While Fielder worked, a number of Tigers relaxed on the couches in their clubhouse with closed eyes. It's July. These are the dog days. Day games after night games aren't fun for anyone. One player shouted at no one in particular, "Why did baseball have to ban greenies?" – the little amphetamine pills that helped get players through the drudgery of a long road trip or a longer night out.

That may be the great miracle of Fielder following a 326-game streak with one that's 440 and counting: it harkens back to Lou Gehrig playing 2,130 straight games without pharmacological assistance. Granted, uppers are everywhere around clubhouses. Last year alone baseball offered therapeutic-use exemptions to 116 players, leaving them free to take Adderall without repercussions. Nearly 10 percent of the players on 40-man rosters were medicated. Ten more, on the other hand, tested positive for amphetamines last year, including Phillies catcher Carlos Ruiz, suspended 25 games for two positives.
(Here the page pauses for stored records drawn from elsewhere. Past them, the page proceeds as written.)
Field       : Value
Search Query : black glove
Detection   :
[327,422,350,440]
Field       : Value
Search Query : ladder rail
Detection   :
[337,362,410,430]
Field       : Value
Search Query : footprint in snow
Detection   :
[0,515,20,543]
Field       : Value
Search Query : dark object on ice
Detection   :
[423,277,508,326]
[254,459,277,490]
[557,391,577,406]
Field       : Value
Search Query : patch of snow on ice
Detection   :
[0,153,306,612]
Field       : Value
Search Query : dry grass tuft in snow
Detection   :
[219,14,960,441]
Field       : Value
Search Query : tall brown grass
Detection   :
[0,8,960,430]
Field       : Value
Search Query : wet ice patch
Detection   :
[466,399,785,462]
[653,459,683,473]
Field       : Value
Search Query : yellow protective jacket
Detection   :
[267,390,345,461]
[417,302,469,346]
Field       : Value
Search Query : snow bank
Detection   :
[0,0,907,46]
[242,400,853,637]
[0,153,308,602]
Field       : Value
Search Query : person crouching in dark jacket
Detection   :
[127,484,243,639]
Even on those days when his body needs a break, Fielder convinces it otherwise. His full-season game counts have gone accordingly: 157, 158, 159, 162, 161, 162, 162 and, this season, 97 of 97.

"You've got to want to do it," Fielder said. "I just want to play. I just don't like missing games. It feels weird."
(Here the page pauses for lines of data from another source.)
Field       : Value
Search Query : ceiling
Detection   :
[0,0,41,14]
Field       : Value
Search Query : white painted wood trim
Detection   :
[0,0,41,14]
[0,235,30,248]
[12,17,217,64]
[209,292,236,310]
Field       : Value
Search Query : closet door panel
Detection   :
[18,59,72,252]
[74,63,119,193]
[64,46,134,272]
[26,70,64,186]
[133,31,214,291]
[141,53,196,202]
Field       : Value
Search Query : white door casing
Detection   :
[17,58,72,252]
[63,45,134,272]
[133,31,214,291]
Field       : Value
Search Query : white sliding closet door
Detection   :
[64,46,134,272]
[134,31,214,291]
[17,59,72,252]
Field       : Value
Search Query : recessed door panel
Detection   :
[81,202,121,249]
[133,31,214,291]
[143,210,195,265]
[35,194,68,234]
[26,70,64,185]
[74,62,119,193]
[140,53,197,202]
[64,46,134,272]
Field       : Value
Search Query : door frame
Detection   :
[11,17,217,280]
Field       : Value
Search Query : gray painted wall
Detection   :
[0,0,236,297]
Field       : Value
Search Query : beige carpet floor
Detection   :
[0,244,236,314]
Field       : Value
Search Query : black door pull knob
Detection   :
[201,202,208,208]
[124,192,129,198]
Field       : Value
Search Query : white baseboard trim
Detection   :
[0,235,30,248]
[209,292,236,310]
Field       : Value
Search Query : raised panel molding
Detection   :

[Related: Tigers in top 10 of Tim Brown's MLB power rankings]

Leyland won't write him out of the lineup anytime soon. The question, then, is just how long can Prince Fielder: Iron Man last? Perhaps it's more rhetorical than anything, because in order for his streak truly to permeate the public consciousness, it would need to approach Ripken's 2,632 consecutive games. And if he's anywhere close, the masses will wonder: Can Fielder actually do it? Because from today, that would mean 2,193 more games in a row – 13 full seasons, plus another 87 games. So for Prince Fielder, the game's current iron man, to break the streak of Cal Ripken Jr., the all-time iron man, he will need to play every single game from now until late April 2027 – and that's assuming no labor wars, no transportation snafus and Fielder aging better than every power-hitting first baseman in history..

Because in April 2027, he will be 42.

Let's just hope between now and then he doesn't foul another ball off his shin.